Closed keiranmraine closed 5 years ago
Hi Keiran,
This is a scenario which I didn't forsee. In the GFF you provided, the UTRs are both explicitly and implicitly defined. By implicitly defined I mean that it's determined by taking the 'exon' and 'CDS' features together, and finding their difference in overlap. And by explicitly defined of course I mean that there's also an actual line in the GFF for each three_prime_UTR or five_prime_UTR. This is a problem because it's two ways of encoding the same information. You might want to check and see if these information are identical.
Removing either one of these will solve the problem, but I don't know if that's something you want to do. If I remove the three_prime_UTR's and five_prime_UTR's from the GFF, then the plugin still recognizes the UTRs from their implicit definitions. If I conversely remove the exons from the GFF, then the plugin goes by the explicit definitions (as removing the exon features also removes the implicitly defined UTR information contained within them).

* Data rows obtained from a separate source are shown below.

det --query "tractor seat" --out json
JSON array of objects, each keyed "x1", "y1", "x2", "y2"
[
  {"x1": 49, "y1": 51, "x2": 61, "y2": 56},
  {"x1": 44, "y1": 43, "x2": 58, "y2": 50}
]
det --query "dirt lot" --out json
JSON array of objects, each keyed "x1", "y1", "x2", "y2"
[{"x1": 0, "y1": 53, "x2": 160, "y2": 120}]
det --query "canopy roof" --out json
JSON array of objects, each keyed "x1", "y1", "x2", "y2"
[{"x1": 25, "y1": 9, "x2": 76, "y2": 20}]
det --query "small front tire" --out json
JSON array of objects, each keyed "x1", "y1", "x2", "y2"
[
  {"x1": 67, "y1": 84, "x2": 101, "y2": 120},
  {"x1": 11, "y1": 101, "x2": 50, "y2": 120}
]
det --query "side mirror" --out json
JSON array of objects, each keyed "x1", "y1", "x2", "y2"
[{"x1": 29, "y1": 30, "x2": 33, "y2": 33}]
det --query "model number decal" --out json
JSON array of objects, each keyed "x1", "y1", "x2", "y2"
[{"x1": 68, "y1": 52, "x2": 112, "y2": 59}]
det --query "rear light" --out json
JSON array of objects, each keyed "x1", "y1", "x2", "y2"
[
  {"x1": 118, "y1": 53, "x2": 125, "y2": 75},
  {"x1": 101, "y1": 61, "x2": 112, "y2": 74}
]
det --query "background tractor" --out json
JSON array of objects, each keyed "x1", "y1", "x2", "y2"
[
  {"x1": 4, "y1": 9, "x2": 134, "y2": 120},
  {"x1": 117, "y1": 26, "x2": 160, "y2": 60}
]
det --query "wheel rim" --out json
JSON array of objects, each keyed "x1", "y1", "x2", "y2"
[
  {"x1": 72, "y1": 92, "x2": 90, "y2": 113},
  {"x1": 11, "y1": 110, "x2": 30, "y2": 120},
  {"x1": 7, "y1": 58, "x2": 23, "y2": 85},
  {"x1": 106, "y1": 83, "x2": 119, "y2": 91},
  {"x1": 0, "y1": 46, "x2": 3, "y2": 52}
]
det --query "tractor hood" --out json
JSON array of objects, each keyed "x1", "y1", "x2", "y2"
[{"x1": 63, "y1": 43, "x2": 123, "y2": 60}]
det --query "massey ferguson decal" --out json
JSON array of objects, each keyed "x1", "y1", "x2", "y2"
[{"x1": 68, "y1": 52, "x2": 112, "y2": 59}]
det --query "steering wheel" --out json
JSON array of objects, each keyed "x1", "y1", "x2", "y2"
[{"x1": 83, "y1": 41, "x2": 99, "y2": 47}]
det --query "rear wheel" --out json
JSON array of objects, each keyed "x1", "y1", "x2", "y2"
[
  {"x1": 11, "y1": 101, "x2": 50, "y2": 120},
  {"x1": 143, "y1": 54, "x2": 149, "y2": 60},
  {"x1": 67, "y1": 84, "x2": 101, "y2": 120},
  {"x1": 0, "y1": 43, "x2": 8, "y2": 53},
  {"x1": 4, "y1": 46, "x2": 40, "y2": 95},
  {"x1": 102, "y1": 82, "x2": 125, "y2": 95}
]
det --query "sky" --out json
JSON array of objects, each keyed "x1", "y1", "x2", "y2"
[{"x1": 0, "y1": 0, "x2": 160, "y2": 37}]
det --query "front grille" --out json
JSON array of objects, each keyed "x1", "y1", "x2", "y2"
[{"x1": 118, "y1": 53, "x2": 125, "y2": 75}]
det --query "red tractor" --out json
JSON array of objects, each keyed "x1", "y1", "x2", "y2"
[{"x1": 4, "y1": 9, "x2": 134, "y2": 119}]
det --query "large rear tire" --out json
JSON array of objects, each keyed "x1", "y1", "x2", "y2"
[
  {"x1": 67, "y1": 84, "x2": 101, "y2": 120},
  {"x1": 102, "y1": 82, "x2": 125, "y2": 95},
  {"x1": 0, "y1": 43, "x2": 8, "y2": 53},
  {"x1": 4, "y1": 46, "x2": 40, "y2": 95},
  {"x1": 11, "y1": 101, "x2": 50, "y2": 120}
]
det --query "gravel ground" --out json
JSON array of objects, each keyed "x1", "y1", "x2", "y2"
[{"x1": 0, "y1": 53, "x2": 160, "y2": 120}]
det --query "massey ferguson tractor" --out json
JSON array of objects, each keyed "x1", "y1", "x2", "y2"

I'm somewhat hesitant to implement a generalized logic for this type of thing, as it's dependent on making more assumptions, e.g. which information to ignore. And you know what they say about assumptions...
There was also a small bug with sorting, which is now fixed on both branches. If you do a git pull, you'll find that the error message will better reflect reality now.
Hi, I see the problem. Is it possible to provide a configuration option to ignore implicit UTR. it would make it very easy to test and have possibly leave it as a interface option so that data generation can remain 'unaltered' from the original.
It seems that the issue may be in bin/flatfile-to-json.pl
, perhaps this should be filtering this data appropriately. It displays fine in the browser.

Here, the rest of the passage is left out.